I looked around the windowless room. No clock. “I don’t have a clue what time it is, Les. I don’t have a watch or a phone, and the clock outside the holding cell doesn’t work.
“Sorry.” He glanced at his phone. “It’s two thirty-five.”
Two thirty-five. Over three hours. Could my bladder make it until then?
“Do I have a choice?” I asked.
“Not really. We can’t just post bail and they let you out. Not on a murder charge.”
“Not even for—”
I stopped abruptly. For a Wolfe? had been on the tip of my tongue. I was a Wolfe, for God’s sake! But I was also accused of murdering a Wolfe.
A Wolfe who was a psychopathic derelict, but whatever. The world was better off without him, for sure, but I wasn’t willing to go down for a crime I didn’t commit.
“This whole thing is crazy,” I told Lester. “I’m the one with the least motive of everyone involved here.”

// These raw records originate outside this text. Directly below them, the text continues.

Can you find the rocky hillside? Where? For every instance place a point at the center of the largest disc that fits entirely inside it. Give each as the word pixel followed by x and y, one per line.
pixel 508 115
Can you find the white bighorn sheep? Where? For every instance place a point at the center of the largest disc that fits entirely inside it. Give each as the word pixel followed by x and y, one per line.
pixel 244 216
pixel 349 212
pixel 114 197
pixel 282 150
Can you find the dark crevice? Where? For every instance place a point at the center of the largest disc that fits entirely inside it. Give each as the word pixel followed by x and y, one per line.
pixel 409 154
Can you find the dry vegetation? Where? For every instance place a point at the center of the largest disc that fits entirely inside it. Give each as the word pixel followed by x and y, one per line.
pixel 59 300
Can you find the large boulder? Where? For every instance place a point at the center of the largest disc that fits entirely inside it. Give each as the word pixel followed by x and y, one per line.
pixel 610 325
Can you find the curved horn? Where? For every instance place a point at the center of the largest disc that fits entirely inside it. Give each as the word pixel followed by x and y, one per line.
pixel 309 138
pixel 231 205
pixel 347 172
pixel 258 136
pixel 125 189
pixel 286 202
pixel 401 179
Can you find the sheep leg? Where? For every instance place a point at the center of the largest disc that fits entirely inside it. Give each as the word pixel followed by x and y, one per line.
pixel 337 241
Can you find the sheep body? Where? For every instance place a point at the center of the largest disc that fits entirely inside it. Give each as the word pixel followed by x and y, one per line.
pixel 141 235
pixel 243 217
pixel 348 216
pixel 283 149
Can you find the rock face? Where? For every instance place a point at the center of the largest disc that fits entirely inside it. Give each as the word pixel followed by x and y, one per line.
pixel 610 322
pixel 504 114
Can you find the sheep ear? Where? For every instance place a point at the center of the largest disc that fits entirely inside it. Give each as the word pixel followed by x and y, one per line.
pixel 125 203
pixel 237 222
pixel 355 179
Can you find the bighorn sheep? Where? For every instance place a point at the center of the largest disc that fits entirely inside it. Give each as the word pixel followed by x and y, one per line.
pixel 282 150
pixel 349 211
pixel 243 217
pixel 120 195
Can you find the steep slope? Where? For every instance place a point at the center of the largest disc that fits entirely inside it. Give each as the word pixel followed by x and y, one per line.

“But you were the easiest to pin it on.” Lester cleared his throat, that serious rumbling that only a man in his sixties could make. “All those items stolen from your place. The business cards… Hank Morgan is dirty. I feel it in my bones. There’s a reason he’s going after you. We just have to figure out what it is.”
I huff. “I have to use the bathroom.”
“There should be a toi—”
“Yes, of course there’s toilet in the cell. I don’t want to do my business in front of a bunch of other women. Or a guard who might be getting off on it.”
“Lacey, those guards don’t watch women take a piss.”